Immunotherapy, Combination Protocols, Focused Ultrasound and Emerging Technologies for Treating Brain Tumors with Some Thoughts About Improvements to Clinical Trial Design and Regulatory Affairs

In this Episode of the Brain Cancer Science Talk series, we speak with John de Groot, MD (Division Chief of Neuro-Oncology, UCSF; see here) about priority topics in brain cancer research and clinical practice.  The conversation begins with a discussion of the role of immunotherapies in treating brain tumors, and some of the specific limitations that such approaches encounter.  We emphasize the need for combination protocols over monotherapy approaches, given the heterogeneous, aggressive and invasive nature of many brain cancers as well as the high degree of immunosuppression found in the tumor microenvironment (TME).  Methods for flipping the TME from immunologically “Cold” to “Hot” are addressed, including DNA Damage Response modifiers, loco-regional radiation therapies (RT) and other Directed Energy technologies.

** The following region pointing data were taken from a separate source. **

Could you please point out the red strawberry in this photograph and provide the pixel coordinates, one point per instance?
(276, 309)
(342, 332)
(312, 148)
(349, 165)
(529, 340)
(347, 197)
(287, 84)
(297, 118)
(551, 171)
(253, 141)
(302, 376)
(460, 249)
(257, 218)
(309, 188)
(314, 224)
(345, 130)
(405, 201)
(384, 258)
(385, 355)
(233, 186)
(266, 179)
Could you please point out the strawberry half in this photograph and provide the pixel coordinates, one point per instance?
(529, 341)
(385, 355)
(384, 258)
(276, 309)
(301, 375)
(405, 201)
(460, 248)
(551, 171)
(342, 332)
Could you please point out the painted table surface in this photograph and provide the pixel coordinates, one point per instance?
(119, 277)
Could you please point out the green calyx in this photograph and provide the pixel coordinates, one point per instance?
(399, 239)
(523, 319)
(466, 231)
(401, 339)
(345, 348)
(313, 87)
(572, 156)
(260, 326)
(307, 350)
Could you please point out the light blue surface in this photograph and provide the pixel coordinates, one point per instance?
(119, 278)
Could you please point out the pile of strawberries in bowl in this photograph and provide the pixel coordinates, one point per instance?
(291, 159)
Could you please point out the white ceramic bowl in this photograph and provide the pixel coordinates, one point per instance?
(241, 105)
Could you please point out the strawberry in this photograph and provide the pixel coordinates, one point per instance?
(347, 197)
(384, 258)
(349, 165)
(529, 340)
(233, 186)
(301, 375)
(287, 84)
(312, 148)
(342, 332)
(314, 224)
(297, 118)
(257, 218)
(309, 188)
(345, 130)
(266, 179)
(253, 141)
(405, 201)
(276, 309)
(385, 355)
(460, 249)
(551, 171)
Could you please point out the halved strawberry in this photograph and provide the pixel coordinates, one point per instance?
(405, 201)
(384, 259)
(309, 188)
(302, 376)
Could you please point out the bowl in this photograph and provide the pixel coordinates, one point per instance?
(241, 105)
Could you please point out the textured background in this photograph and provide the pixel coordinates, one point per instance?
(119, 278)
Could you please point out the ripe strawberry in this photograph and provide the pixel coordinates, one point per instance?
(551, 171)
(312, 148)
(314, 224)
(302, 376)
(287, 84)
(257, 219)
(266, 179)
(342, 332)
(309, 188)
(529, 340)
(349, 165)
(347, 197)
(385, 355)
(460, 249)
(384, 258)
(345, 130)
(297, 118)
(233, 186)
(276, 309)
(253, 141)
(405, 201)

Next, we consider the Blood Brain Barrier (BBB) and the unique challenges that it creates for the development of therapeutic agents for brain cancer (see here for a recent review from Dr. de Groot’s UCSF group).  Dr. de Groot is an acknowledged leader in the advancement of Focused Ultrasound (FUS) methods for transiently opening the BBB to enhance drug delivery into various regions of the brain as well as to access tumor-associated molecular material for liquid biopsy.  We continue with an overview of the need to upgrade clinical trial design to incorporate much more scientific rationale, and to attract more brain cancer patients as enrollees.

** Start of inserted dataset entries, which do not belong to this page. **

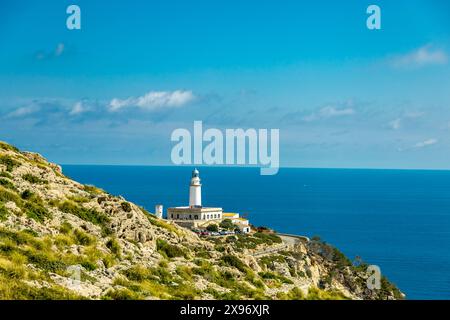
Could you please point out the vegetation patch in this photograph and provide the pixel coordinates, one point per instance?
(9, 162)
(31, 178)
(233, 261)
(3, 212)
(113, 245)
(7, 184)
(169, 250)
(90, 215)
(126, 206)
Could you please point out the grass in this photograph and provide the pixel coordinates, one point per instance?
(3, 212)
(9, 162)
(162, 224)
(5, 175)
(33, 206)
(233, 261)
(15, 289)
(90, 215)
(7, 184)
(93, 190)
(33, 179)
(8, 147)
(113, 245)
(274, 276)
(35, 209)
(126, 206)
(83, 238)
(169, 250)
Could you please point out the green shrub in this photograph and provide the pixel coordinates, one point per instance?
(212, 227)
(9, 162)
(33, 179)
(27, 194)
(113, 245)
(34, 209)
(234, 261)
(92, 190)
(7, 195)
(169, 250)
(65, 227)
(8, 147)
(3, 212)
(121, 294)
(83, 238)
(7, 184)
(227, 224)
(137, 273)
(5, 175)
(126, 206)
(90, 215)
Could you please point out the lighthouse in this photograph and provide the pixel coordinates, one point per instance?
(195, 190)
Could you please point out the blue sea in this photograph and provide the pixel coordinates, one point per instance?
(396, 219)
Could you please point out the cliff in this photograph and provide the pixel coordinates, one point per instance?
(60, 239)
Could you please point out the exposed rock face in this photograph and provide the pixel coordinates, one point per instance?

Finally, we ponder necessary improvements to the historical Regulatory framework to better enable the efficient conduct of the combination protocol designs that will be required to yield better treatment outcomes for heterogeneous brain cancers with aggressive clinical timelines.

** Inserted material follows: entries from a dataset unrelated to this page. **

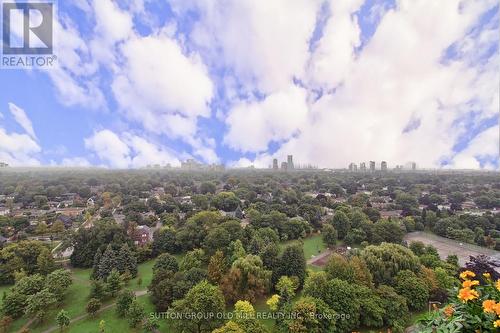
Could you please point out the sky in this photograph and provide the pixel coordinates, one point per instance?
(240, 82)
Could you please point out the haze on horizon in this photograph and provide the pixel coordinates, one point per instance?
(240, 82)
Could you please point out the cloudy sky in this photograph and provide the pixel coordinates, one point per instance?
(239, 82)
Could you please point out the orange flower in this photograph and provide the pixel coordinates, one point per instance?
(489, 306)
(470, 283)
(497, 309)
(448, 311)
(467, 274)
(467, 294)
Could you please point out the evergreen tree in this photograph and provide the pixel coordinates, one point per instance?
(95, 267)
(62, 320)
(292, 263)
(114, 283)
(126, 261)
(123, 302)
(45, 262)
(135, 313)
(217, 267)
(107, 263)
(93, 306)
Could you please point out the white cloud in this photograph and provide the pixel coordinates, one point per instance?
(397, 77)
(162, 87)
(75, 162)
(484, 146)
(109, 148)
(252, 125)
(18, 149)
(334, 55)
(266, 43)
(128, 150)
(22, 119)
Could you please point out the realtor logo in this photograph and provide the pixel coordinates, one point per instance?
(27, 33)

Why aren’t Regulators allowing the use of external Control datasets based on previous rigorously-conducted trials instead of insisting on Yet Another Active SoC Control Arm for each trial, which chases away patients who do not want to risk being randomized to the SoC Control arm?

John de Groot, MD - Division Chief of Neuro-Oncology, University of California - San Francisco (photo source: UCSF)

Dr. de Groot has been an invaluable resource for the entire MissionGBM family, and has been quick to see patients in his practice as well as do peer-to-peer consulting with other care teams.  Some of the most challenging MissionGBM cases (e.g. Lynch Syndrome, other genetic anomalies) have been taken up by Dr. de Groot and his colleagues in the UCSF Division of Neuro-Oncology.  We thank him for his leadership in the clinic and the lab.